Anlegerinnen und Anleger könnten so von der breiten Streuung und von den Skaleneffekten der Grösse profitieren, die die Transaktionskosten von Fonds reduzierten. «Mit Anlagefonds kann das Risiko mit einer einzigen Transaktion effizient und breit gestreut werden», betont die Postfinance. Dies ist bereits ab kleinen Beträgen möglich: Bei der Postfinance seien Fondssparpläne bereits ab 20 Franken erhältlich. 

Der Klassiker für weniger betuchte Privatanlegerinnen und Privatanleger sind sogenannte Strategiefonds oder -ETF: Strategiefonds streuen das Vermögen über verschiedene Anlageklassen, Regionen und Währungsräume und bieten dem Anleger zudem die Möglichkeit, im Einklang mit dem persönlichen Risikoprofil zu investieren.

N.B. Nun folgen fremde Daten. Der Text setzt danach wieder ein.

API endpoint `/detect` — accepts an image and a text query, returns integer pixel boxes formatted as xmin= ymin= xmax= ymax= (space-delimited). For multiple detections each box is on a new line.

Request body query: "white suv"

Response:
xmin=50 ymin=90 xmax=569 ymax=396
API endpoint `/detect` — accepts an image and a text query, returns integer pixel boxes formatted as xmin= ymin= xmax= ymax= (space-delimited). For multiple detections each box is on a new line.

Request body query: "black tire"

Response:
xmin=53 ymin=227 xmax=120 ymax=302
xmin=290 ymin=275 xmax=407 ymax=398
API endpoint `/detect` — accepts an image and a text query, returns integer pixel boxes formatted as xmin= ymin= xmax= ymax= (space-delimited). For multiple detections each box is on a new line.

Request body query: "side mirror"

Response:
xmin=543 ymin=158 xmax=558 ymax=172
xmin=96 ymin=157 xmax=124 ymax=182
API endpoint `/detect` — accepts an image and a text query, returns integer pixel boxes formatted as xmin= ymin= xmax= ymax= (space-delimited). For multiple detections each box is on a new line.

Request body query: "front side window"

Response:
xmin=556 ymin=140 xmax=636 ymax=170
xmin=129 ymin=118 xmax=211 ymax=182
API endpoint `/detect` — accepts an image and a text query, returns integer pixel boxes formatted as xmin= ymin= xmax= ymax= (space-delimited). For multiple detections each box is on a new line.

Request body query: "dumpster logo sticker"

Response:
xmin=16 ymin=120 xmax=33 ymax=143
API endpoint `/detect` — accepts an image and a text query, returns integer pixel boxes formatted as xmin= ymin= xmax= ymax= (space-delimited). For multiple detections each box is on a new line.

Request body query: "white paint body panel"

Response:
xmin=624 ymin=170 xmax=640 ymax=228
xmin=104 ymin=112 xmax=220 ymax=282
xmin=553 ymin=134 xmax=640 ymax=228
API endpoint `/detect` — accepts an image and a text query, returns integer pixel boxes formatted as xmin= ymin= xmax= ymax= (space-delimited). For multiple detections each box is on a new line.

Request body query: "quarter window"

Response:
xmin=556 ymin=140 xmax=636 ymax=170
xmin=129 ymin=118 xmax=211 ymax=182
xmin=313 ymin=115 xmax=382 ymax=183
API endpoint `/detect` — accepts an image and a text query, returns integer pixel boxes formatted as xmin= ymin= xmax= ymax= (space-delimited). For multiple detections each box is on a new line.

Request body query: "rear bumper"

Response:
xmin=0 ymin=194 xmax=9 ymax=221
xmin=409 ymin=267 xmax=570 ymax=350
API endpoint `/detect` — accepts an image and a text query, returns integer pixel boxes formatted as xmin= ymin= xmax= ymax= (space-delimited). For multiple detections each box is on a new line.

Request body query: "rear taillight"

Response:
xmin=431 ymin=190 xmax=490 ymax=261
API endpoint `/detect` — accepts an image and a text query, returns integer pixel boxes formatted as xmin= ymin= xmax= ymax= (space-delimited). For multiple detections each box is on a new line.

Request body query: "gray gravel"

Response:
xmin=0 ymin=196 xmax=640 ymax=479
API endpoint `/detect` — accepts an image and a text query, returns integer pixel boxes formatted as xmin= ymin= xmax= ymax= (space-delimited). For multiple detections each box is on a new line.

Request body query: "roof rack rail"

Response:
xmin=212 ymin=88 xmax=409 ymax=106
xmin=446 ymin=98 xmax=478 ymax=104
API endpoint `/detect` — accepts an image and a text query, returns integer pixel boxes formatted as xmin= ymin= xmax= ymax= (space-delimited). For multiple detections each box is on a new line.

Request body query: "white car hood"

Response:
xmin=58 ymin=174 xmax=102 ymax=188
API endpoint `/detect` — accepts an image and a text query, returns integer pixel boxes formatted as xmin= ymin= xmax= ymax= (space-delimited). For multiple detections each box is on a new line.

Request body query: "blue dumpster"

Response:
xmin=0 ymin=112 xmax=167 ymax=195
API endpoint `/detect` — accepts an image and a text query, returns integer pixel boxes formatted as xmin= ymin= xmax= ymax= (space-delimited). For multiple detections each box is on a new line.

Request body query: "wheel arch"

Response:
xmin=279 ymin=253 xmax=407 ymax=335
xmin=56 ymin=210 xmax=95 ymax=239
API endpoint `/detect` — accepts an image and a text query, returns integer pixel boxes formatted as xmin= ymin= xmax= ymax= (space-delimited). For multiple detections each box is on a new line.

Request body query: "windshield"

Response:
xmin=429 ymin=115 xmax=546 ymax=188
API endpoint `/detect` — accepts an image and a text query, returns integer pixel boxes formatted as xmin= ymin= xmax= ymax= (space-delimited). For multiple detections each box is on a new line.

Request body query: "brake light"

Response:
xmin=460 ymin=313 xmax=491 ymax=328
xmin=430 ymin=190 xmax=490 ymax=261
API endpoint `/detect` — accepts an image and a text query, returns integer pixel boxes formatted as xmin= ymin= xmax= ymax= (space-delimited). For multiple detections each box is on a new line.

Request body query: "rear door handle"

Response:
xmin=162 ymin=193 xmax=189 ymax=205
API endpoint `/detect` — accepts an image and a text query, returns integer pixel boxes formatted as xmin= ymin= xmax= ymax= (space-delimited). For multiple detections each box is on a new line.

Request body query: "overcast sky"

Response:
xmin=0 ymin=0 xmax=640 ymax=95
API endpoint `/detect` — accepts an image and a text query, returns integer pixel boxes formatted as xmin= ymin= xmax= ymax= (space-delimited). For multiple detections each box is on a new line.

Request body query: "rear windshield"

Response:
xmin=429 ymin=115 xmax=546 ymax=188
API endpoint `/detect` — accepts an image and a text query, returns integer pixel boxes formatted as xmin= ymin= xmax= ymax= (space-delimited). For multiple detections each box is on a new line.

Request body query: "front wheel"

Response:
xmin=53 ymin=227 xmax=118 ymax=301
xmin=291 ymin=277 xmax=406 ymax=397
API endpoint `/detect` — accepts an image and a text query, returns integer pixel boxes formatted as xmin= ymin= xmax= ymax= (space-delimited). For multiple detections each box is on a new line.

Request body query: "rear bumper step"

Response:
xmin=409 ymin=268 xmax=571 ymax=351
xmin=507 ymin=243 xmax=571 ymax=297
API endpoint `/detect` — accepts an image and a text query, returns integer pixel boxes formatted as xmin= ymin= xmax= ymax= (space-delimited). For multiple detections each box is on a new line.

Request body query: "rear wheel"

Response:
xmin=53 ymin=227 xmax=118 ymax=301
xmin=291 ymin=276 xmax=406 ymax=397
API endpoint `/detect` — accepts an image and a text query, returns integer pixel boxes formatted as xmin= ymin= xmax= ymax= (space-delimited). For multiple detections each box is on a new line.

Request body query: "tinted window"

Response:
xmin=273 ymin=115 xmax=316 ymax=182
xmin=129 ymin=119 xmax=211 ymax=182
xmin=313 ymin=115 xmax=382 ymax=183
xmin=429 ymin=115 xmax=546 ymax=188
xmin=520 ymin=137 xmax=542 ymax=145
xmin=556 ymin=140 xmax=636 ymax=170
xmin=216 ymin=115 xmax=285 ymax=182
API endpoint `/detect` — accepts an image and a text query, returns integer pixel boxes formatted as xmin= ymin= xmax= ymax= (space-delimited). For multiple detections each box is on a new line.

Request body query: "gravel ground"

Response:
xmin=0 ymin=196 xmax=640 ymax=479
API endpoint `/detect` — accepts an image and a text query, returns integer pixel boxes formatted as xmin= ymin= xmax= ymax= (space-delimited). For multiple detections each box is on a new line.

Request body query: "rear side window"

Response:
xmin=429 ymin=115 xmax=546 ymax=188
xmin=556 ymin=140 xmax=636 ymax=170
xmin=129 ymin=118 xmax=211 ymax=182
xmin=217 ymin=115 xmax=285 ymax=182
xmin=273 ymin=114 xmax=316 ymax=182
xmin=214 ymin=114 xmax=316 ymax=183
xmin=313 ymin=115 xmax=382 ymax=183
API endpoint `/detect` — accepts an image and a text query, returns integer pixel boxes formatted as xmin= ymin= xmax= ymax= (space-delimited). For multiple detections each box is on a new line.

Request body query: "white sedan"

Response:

Hinreichend bestätigte Regel

Die Wette gilt: Wie in der Vergangenheit wird es sich auch in Zukunft lohnen, breit diversifiziert in Aktien, Festverzinsliche, Gold und Immobilien zu investieren – und zwar für alle. «Gerade in Zeiten wie diesen bietet eine gute Diversifikation über die verschiedenen Anlageklassen hinweg die beste Absicherung», sind sich Anlagestrategen und -strateginnen einig. 

Die Probe aufs Exempel gemacht: Mit einer gleichmässigen Streuung auf diese Anlageklassen hat ein Investor in allen fünf Zehnjahresperioden seit 1970 eine durchschnittliche Rendite von mindestens 4 und durchschnittlich 6 Prozent erreicht (siehe Tabelle). Dies pro Jahr, wohlverstanden. Und das Beste daran: Es gibt keinen Grund zur Annahme, dass dies nicht auch in Zukunft so sein sollte.